Introduction, Classification and Prevalence of Non-Suicidal Self-Injury (from Non-suicidal self-injury: A brief overview and diagnostic considerations)
Non-suicidal self-injury (hereafter referred to as self-injury) is the intentional hurting of one’s body by oneself, done in a physical way without conscious suicidal intent but for the general purpose of relief. Acts of self-injury fall outside the realm of what is currently viewed as socially acceptable behaviour (Whitlock, Eckenrode & Silverman, 2006). The purpose of this article is to twofold. First, it is to provide readers with a brief overview of this clinically relevant behaviour. Second, it is to explore diagnostic issues as they relate to self-injury including a consideration of the potential usefulness of utilizing both symptoms of self-injury, as well as underlying processes involved for diagnostic conceptualizations.
A number of ways to classify self-injury have been proposed (see Walsh, 2006). Three general categories of self-injury include stereotypic, which is often associated with developmental disorders; major, which is associated with psychosis; and typical, which is the focus of the present article. Typical self-injury occurs for reasons not stemming from psychotic states or developmental disorders and appears to be linked to emotional distress. The most common form that typical self-injury appears to take is cutting. Other common forms include: hitting, bruising, scratching, scraping, burning, and picking. People who self-injure often report using more than one method. Body areas most commonly injured may include arms, hands, wrists, legs, and stomach. Although research is limited, the typical age of onset appears to be early adolescence (see Klonsky & Muehlenkamp, 2007).
Studies have found that anywhere from 2.5 to 46 percent of adolescents in community samples report having engaged in self-injury at least once with the majority of participants reporting having engaged in self-injury more often (Garrison et al., 1993; Lloyd-Richardson, Perrine, Dierker & Kelley, 2007; Patton et al., 1997; Ross & Heath, 2002). The wide range in prevalence rates reported may partly be due to what behaviours are included in a given study (Lloyd-Richardson et al., 2007).

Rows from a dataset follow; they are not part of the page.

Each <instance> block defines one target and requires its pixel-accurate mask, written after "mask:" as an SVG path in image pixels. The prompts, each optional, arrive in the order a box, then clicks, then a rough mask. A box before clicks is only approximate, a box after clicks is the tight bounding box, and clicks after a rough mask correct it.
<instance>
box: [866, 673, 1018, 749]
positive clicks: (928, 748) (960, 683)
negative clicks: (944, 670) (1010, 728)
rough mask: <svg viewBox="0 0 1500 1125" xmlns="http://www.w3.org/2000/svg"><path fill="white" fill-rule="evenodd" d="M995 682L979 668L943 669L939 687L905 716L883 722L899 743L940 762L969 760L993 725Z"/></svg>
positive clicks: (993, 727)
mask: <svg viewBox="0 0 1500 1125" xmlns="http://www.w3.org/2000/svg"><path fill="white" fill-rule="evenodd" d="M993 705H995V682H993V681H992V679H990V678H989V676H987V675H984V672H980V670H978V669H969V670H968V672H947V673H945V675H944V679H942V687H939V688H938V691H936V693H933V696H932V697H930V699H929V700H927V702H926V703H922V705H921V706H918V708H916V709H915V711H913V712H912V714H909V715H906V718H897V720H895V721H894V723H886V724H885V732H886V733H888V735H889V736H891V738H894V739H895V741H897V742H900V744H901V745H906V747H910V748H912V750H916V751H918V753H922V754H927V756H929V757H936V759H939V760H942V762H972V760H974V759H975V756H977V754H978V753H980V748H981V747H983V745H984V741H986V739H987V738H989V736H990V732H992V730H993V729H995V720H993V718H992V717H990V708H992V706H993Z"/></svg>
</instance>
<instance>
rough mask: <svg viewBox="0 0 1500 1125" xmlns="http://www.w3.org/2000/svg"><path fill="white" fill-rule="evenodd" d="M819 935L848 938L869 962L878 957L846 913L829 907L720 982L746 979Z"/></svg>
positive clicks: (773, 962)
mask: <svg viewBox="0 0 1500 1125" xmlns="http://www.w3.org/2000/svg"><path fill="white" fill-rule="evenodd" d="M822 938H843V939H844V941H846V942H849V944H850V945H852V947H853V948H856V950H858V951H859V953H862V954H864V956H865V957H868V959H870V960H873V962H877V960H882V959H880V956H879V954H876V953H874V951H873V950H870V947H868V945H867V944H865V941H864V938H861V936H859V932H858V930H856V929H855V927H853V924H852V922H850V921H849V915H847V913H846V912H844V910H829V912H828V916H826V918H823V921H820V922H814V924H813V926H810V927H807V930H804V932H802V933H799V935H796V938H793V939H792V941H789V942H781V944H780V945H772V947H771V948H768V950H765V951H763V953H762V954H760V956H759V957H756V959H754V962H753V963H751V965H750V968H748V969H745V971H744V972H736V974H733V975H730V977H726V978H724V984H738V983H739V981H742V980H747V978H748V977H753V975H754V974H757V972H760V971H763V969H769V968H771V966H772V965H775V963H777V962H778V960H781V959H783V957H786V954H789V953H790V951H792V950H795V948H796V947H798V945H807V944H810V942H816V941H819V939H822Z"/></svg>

Among college and university populations, Whitlock et al. (2006) found that 17 percent of students reported having self-injured at some point in time and 7.3 percent of students reported deliberately injuring themselves within the last year. In contrast, Gratz, Conrad, and Roemer (2002) found a substantially higher prevalence within a sample of undergraduate students where 38 percent reported a history of self-injury, 18 percent reported having harmed themselves more than 10 times in the past, and 10 percent reported having harmed themselves more than 100 times.
Among adults, approximately 2.2 to 4 percent of adults in general populations and 21 percent of adults in a clinical population have reported deliberately injuring themselves (Akyuz, Sar, Kugu & Dogan, 2005; Briere & Gil, 1998; Klonsky, Oltmanns & Turkheimer, 2003).
Across large-scale studies, no gender differences or only very small gender difference are found (Klonsky & Muehlenkamp, 2007).